How much money you might make buying and selling a classic car, of course, depends on the kind of car you buy and how long you keep it. As an investor, you’d want to try to hold onto a collectible car for at least five years in many cases, Hagerty said.
Oddly enough, I recently found a 10-year-old clipping from the Wall Street Journal that listed 50 collectible cars and prices.
Hagerty researched the 2014 prices for me; all those cars would have made some money in 10 years.
A 1971 Mercedes-Benz 280 SE 3.5 — rated a “sell” in 2004 — would be up about 10 percent in value, according to Hagerty. It sells now for around $54,600 vs. about $49,500 in 2004.

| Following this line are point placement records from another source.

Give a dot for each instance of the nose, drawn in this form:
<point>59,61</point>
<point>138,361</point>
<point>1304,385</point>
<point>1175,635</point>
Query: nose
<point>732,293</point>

The “buys” on the Wall Street Journal’s list in 2004 included a 1970 Ford Boss 302 Mustang priced at about $31,300 and up. That car would have gained 172 percent and be worth $85,000 today, according to Hagerty.com.
But remember, when you see six-figure selling prices on some cars, many investors could easily have spent six figures properly refurbishing some cars.

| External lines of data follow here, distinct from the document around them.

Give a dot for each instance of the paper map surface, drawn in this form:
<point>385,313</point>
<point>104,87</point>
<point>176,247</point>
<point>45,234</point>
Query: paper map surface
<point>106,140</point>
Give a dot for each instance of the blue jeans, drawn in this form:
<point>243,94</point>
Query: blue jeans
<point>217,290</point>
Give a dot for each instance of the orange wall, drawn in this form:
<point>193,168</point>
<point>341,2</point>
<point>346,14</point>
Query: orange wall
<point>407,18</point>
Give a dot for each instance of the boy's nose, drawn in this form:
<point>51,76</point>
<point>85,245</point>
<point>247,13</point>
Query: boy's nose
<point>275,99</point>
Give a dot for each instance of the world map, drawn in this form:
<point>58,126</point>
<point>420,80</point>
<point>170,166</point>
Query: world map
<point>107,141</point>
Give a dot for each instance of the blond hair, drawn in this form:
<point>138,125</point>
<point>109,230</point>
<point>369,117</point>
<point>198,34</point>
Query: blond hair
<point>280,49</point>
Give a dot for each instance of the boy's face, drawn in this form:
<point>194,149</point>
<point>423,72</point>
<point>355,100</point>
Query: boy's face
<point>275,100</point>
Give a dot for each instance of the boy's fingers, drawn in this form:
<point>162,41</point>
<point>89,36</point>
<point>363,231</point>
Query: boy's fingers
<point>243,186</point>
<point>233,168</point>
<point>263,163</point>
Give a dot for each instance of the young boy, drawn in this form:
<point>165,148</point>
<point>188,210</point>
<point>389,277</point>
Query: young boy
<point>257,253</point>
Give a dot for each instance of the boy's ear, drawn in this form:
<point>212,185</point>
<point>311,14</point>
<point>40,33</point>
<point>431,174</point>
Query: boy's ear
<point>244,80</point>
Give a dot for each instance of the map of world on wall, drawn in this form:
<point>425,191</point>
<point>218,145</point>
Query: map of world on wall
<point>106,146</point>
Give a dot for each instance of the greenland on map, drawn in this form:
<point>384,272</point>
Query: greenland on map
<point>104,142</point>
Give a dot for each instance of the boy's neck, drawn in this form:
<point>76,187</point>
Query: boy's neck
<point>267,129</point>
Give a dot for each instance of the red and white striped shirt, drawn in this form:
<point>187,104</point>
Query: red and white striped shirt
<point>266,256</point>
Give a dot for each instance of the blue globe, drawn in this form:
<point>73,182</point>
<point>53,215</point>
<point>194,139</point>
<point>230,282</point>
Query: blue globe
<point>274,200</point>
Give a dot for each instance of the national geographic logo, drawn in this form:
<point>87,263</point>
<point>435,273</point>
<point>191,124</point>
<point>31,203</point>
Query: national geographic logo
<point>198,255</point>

For most on Dream Cruise weekend, though, going down this road is far more about revved-up feelings than high finance.
“They’re not going to make anymore 1966 E-Types,” Richards said. “In fact, I wish I hadn’t sold it.”
Under the hood
What to know about turning a collectible car into cash:
The net capital gains tax rate is a maximum 28 percent on profits made from collectibles, such as classic cars and art. If joint adjusted gross income is more than $250,000, a 3.8 percent excise tax also would apply.
Some say buy the best possible car you can in the best condition. Rust can be hard to overcome in a classic car. Restoration can be far more expensive than you’d realize.
Be prepared to spend money on your vehicle. “Be mindful that every single car has issues,” said McKeel Hagerty, president and CEO of Hagerty, which specializes in classic car insurance and values.
Some experts recommend buying a car that you’d love to own and skip the notion of making money overnight.